A Pinot vineyard in the fall. This vineyard has been suckered and weeded by sheep all summer, leaving no tall weeds to inhibit grape maturation.
Bottling Rosé of Pinot Noir.
We produced our first Pinot Noir rosé from this field in 2009 and it has been a favorite with Navarro fans from the get-go. We're hopeful the 2013 commercial salmon season will open again in early May as this wine is a great way to toast the season. Gold Medal winner.
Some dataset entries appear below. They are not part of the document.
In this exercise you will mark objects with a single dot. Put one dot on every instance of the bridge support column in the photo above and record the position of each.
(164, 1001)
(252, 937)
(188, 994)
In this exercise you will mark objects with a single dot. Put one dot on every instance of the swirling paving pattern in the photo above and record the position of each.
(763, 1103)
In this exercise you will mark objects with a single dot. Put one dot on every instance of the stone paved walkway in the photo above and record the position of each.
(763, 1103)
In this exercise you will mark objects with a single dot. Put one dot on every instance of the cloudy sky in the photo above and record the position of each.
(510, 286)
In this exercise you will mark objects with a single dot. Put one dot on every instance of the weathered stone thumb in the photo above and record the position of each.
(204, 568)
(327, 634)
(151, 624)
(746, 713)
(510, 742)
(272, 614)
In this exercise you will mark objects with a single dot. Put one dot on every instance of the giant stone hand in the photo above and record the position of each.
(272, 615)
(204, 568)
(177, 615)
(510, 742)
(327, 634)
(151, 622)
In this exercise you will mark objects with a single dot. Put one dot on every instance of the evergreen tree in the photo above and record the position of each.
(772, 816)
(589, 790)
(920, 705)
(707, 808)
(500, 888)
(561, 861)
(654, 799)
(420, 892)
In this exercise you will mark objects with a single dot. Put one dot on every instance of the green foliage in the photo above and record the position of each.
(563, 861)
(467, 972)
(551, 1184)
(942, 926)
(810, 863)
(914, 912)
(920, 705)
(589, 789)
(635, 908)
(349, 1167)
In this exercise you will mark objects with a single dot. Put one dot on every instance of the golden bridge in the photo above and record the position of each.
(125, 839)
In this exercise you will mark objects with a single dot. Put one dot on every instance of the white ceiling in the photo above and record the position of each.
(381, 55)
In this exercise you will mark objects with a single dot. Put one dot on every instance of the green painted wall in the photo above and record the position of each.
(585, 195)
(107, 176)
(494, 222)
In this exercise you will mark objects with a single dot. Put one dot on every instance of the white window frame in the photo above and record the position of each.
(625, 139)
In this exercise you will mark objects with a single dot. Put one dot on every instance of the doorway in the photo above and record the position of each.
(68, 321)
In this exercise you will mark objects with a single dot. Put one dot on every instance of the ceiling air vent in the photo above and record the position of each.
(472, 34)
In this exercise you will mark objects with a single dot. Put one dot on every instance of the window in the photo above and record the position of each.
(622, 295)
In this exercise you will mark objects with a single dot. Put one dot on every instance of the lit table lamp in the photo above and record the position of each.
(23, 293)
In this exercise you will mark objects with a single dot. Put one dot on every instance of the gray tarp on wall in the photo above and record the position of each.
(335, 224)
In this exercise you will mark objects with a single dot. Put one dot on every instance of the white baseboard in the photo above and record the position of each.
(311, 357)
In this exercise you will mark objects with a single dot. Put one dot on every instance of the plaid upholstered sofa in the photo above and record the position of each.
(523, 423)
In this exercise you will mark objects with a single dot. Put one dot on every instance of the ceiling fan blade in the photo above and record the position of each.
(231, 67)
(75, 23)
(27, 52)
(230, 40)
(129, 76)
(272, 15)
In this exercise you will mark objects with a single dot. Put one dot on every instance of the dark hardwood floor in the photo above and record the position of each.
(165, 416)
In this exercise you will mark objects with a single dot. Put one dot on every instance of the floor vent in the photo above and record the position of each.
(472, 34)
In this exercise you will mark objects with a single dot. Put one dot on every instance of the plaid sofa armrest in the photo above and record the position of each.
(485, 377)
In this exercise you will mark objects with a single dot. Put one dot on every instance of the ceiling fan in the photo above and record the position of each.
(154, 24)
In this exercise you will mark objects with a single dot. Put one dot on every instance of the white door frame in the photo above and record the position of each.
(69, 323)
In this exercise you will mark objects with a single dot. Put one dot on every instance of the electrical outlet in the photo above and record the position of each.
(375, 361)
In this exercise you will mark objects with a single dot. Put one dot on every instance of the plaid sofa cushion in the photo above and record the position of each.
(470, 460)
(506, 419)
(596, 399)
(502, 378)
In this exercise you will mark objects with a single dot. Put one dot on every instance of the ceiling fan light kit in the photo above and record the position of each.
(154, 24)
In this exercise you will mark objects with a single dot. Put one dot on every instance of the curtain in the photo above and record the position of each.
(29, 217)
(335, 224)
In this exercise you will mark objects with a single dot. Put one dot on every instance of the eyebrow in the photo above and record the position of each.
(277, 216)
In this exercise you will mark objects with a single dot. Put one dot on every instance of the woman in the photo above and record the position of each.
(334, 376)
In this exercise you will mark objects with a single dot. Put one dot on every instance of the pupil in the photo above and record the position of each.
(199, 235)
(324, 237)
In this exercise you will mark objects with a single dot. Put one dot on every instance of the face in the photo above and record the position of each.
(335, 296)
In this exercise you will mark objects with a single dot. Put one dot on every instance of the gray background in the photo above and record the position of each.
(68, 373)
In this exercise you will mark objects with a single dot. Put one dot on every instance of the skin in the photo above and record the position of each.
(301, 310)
Navarro's Hammer Olsen Pinot Noir vineyard in the spring. Our most recent plantings have high trunks and this allows sheep to graze under the vines in the growing season. When put into a vineyard with lots of grasses for feed, the first thing Babydoll sheep prefer to eat are tender Pinot Noir shoots. The horizontal cordons (very top of photo) which bear all the fruit, are too high for these miniature sheep to reach, but they do a great job of removing all the trunk suckers which saves us many hours of labor.